Jawab: sebelum membahas apakah antara rekayasa sosial dengan rekonstruksi terdapat persamaannya, hendaknya kita terlebih dahulu mengerti dan tahu arti dari rekayasa sosial dan rekonstruksi sosial itu sendiri. Rekayasa sosial ialah upaya untuk melaksanakan perubahan pada kondisi sosial yang sedang terjadi atau biasa disebut Social Engineering. Sedangkan rekonstruksi sosial ialah cara untuk melaksanakan perubahan pada kondisi sosial atau masyarakat. Dan dari definisi yang singkat tersebut sanggup difahami bahwa antara rekayasa sosial dengan rekonstruksi sosial merupakan satu kesatuan yang memiliki tujuan yang sama yaitu melaksanakan perubahan pada lingkungan sosial masyarakat. Sehingga rekonstruksi sosial merupakan kepingan dari rekayasa sosial. Rekayasa sosial merupakan upaya untuk melaksanakan perubahan sedangkan rekonstruksi sosial merupakan cara melaksanakan perubahan itu sendiri. Terkait dengan kurikulum rekonstruksi sosial, bahwa kurikulum ini merupakan salah satu cara dalam melaksanakan perubahan dalam masyarakat tersebut. Seperti yang telah di jelaskan diatas, kurikulum ini bertujuan untuk mengadakan pengajaran terhadap penerima didik biar sanggup menjawab dan mengatasi kasus dan problem yang ada di masyarakat.
DAFTAR PUSTAKA
Partanto. A, Pius, Kamus Ilmiah Populer, Surabaya: Arkola, 1994.

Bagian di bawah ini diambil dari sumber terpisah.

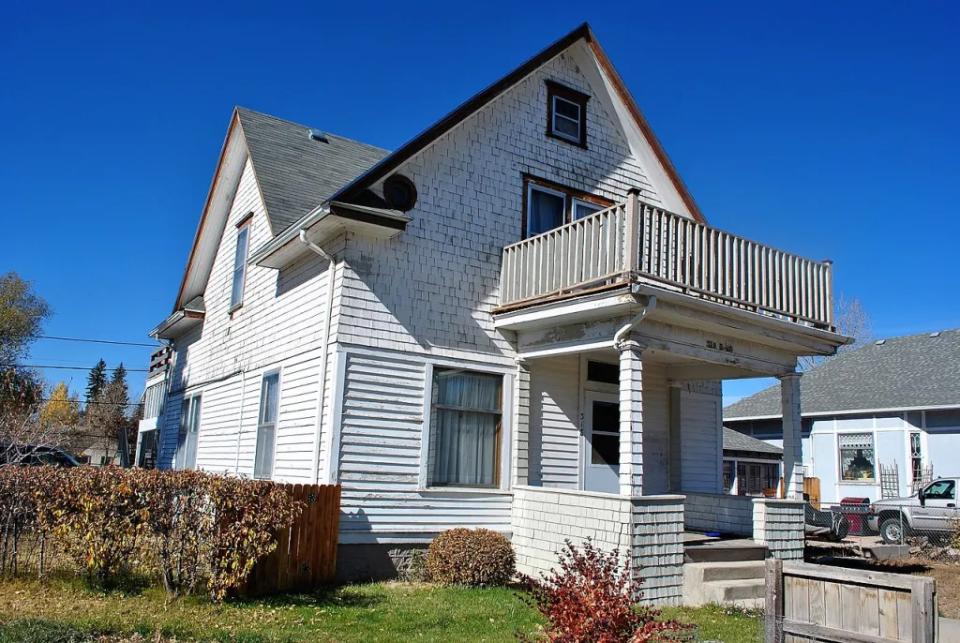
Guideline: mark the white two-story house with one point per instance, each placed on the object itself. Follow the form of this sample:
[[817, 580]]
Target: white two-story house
[[519, 320]]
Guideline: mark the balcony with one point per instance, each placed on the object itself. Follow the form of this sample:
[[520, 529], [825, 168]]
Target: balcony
[[638, 242]]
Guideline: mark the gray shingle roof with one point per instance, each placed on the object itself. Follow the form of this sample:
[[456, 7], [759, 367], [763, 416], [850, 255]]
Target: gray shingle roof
[[736, 441], [295, 172], [903, 372]]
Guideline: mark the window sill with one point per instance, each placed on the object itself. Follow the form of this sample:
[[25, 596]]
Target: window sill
[[467, 490]]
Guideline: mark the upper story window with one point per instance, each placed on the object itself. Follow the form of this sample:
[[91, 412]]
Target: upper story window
[[549, 206], [566, 114], [240, 264]]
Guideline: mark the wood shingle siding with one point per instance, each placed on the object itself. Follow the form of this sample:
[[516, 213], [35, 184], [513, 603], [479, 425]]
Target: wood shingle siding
[[379, 463]]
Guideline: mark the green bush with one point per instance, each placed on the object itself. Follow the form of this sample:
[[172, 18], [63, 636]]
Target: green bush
[[473, 557]]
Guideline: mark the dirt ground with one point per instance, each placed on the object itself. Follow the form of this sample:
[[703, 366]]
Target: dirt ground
[[947, 576]]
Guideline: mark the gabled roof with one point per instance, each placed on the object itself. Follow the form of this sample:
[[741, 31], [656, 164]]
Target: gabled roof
[[736, 441], [420, 142], [917, 371], [296, 172]]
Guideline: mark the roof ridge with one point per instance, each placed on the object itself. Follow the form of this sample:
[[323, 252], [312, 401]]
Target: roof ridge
[[287, 121]]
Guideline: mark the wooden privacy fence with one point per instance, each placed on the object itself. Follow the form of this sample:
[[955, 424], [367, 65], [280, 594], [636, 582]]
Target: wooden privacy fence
[[807, 602], [306, 556], [641, 240]]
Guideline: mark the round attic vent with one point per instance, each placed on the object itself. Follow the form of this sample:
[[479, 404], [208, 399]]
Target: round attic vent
[[400, 192]]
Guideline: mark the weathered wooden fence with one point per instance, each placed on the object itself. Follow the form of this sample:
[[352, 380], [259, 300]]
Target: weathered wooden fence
[[306, 556], [819, 603]]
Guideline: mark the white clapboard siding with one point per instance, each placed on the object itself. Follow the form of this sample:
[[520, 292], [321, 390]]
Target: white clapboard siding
[[701, 442], [379, 463], [656, 427], [279, 327], [555, 420]]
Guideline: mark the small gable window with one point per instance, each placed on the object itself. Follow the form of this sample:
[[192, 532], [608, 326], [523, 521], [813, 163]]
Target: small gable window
[[239, 265], [566, 114]]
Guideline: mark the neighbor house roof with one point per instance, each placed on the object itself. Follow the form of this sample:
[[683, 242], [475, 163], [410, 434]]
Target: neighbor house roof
[[736, 441], [918, 371], [295, 171], [472, 105]]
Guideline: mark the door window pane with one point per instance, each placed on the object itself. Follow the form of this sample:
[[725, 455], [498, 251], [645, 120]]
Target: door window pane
[[239, 267], [856, 456], [466, 415], [545, 210], [267, 426]]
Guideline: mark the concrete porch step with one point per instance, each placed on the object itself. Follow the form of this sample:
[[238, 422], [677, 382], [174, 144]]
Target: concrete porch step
[[739, 583], [717, 552]]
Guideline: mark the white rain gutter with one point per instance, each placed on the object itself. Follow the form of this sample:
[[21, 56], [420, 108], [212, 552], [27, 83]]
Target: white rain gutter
[[325, 343], [650, 306]]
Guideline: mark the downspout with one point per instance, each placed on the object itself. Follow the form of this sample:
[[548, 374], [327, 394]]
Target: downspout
[[650, 306], [325, 344]]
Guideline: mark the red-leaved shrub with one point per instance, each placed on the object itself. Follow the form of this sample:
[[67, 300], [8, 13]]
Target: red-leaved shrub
[[592, 597]]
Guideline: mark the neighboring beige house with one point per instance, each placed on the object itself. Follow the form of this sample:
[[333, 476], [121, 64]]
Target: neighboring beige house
[[518, 320]]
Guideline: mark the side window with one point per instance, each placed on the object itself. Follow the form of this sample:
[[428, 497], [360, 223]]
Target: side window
[[239, 266], [940, 490], [566, 114], [267, 426], [466, 413], [548, 206]]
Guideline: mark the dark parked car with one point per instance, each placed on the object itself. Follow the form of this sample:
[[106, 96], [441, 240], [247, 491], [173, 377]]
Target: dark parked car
[[36, 455]]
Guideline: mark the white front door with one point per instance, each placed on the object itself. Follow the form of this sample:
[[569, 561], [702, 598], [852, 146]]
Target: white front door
[[601, 443]]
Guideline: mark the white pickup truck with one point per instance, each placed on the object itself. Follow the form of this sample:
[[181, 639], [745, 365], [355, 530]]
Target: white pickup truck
[[931, 512]]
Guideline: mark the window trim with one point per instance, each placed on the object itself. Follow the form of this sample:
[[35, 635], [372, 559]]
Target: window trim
[[502, 459], [276, 425], [243, 227], [556, 90], [570, 195]]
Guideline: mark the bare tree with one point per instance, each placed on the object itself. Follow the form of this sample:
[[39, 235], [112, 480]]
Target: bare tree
[[852, 320]]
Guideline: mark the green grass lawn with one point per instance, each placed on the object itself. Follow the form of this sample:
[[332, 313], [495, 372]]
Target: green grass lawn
[[64, 610]]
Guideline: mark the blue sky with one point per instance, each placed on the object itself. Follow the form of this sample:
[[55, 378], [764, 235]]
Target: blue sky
[[828, 129]]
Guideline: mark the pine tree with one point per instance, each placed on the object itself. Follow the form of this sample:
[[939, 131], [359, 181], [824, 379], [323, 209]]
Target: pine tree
[[97, 380]]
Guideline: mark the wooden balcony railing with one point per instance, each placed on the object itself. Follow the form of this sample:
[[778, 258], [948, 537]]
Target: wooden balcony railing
[[637, 241]]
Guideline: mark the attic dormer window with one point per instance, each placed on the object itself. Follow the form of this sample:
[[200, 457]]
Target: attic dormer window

Hamalik, Oemar, Manajemen Pengembangan Kurikulum, Bandung: PT. Remaja Rosdakarya Offset, 2006.
Hasbullah, Dasar-Dasar Ilmu Pendidikan, Jakarta: PT. Raja Grafindo Persada, 1997.
Langgunung, Hasan, Asas-Asas Pendidikan Islam, Jakarta: Pustaka Al-Husna, 1987.
Nasution, S, Asas-Asas Kurikulum, Jakarta: Bumi Aksara, 1995.
Subandijah, Pengembangan Dan Inovasi Kurikulum, Jakarta: PT. Raja Grafindo Persada, 1996.
Syukur, Fatah, Teknologi Pendidikan, Semarang: Rosail Media Group, 2008.
Sanjaya, Wina, Kurikulum Dan Pembelajaran, Jakarta: Kencana, 2009.
T. Sam, Tuti, Kebijakan Pendidikan Era Otonomi Daerah, Jakarta: PT. Raja Grafindo Persada, 2007.